Threats against Winter Olympics sponsors worry Canadian officials

Intelligence report says extremist, terror groups may target Vancouver Games


OTTAWA - Possible threats against sponsors of next year's Vancouver Olympics have federal security agents wringing their hands over ''extremist elements,'' a newly released intelligence report reveals.

The report by the government's threat assessment centre cites vandalism of a corporate backer's premises, theft of the Games flag, and skirmishes between protesters and police during unveiling of the Olympic countdown clock.

The Royal Bank of Canada, a key Games sponsor, ''has been named specifically in anarchist and anti-Olympic Internet postings,'' notes the analysis, 2010 Vancouver Winter Olympics: Terrorist Threat to Vancouver Area Facilities.

Between September 2007 and last May, anarchists claimed responsibility for four attacks in which large rocks were thrown through the windows of Vancouver Royal Bank branches, says the assessment under a section titled Domestic Non-Islamist Extremist Groups.

''Extremist elements . . . have publicly stated their intent to continue acts of protest and possible violence against both the Olympics and commercial symbols they perceive to represent the 2010 Olympic Games.''

The threat assessment also looks at Osama bin Laden's al-Qaida network and radicals inspired by the terrorist movement, as well as ''Lone Wolf'' attackers like Kimveer Gill, a gunman who killed one student and wounded 19 others at Montreal's Dawson College.

The document was prepared last July by the Integrated Threat Assessment Centre, which includes representatives of the Canadian Security Intelligence Service, the RCMP and several other security and police agencies. A copy was recently released along with other assessments to The Canadian Press under the Access to Information Act.

Several portions of the threat assessments, labelled For Official Use Only, were withheld from disclosure.

Chris Shaw, spokesman for Games monitoring group 2010watch, found the reports amateurish.

''This is the best they can do?'' he asked.

''These guys need to get a serious grip, frankly. I think they're really confusing legitimate political dissent, however disruptive it might be, with a threat. And it's simply not.''

More than 5,000 athletes are expected from 80 countries at the Winter Games, to begin next February in Vancouver and Whistler, B.C.

Numerous activists, from aboriginal groups to anti-poverty fighters, oppose the Games, saying the expensive mega-event will hurt Vancouver's poor, damage the environment and drain provincial coffers.

The cost of Games security has been pegged at $900 million, far more than the original estimate.

Organizers are depending on corporate sponsors including the Royal Bank to support and promote the Games, but their participation appears to have heightened fears they will become targets for those who claim the Olympics have come to symbolize money more than sport.

The threat assessment centre prepared two briefs last September on possible actions against the Canadian Pacific Spirit Train that travelled to Montreal from Vancouver to drum up Olympic enthusiasm.
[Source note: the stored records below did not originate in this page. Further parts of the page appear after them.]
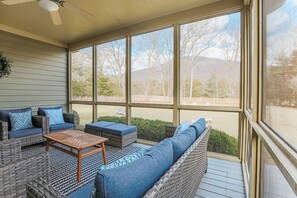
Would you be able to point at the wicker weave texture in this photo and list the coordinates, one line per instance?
(184, 177)
(39, 188)
(3, 130)
(10, 151)
(169, 131)
(15, 175)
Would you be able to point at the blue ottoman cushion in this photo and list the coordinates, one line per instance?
(119, 129)
(24, 133)
(199, 126)
(4, 115)
(42, 112)
(66, 125)
(134, 179)
(99, 125)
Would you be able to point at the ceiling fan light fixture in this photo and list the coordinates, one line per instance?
(49, 5)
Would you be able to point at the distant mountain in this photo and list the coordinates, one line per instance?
(204, 68)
''There have been calls to boycott companies and organizations which support or sponsor the upcoming games,'' says one assessment. ''Acts of vandalism, criminal mischief and trespass against sites associated to the Olympics and its sponsors have taken place and now protest action against the train is being encouraged.''

CSIS referred a request for comment to the B.C.-based integrated unit responsible for Games security. However, a unit spokesman did not return phone calls.

Shaw fears the threat assessments cold be used to justify cracking down on groups that oppose the Games.

''No one knows who threw the rocks through the (Royal Bank) windows,'' he said. ''Just because somebody's posted something to some obscure blog . . . assuming that therefore you're dealing with anti-2010 anarchist protesters, to use their term, is just absurd.